Secondly, military involvement in Cabo Delgado requires substantial reform. Security forces should be focused on legitimate threats to public safety—not civilians and journalists. As the Human Rights Watch advocates, security forces in Cabo Delgado should be trained in accordance with human rights standards. Those who violate human rights should be reported and subject to trial. The CSIS notes that Mozambique does have a National Human Rights Commission, but it has limited capacity to investigate abuse. Relatedly, Mozambique should allow foreign and domestic journalists to freely report on the conflict. Stronger oversight of security forces’ conduct would help restore the relationship between civilians and the government.

Finally, stabilizing Cabo Delgado will require outside help. President Nyusi’s decision to appeal to the SADC was a positive one. At the same time, as previously noted, few details were released about how the SADC will provide support.

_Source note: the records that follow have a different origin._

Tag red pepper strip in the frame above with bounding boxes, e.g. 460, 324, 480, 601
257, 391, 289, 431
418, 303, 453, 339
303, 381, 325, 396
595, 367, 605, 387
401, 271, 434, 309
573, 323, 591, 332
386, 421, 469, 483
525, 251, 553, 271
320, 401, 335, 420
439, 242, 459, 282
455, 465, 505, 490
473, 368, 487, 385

Before the meeting took place, the Human Rights Watch urged the SADC to support Mozambique with humanitarian efforts in Cabo Delgado and pressure Mozambique to “end human rights violations.” The SADC—along with other actors such as the African Union, the United Nations, and major trade partners and donors (e.g. the United States, Portugal, Japan)—should follow their advice. It is in the best interest of everyone, from the region’s civilians to heads of state, to end the conflict in Cabo Delgado. To stabilize the region, domestic and international actors must invest in its people and their welfare.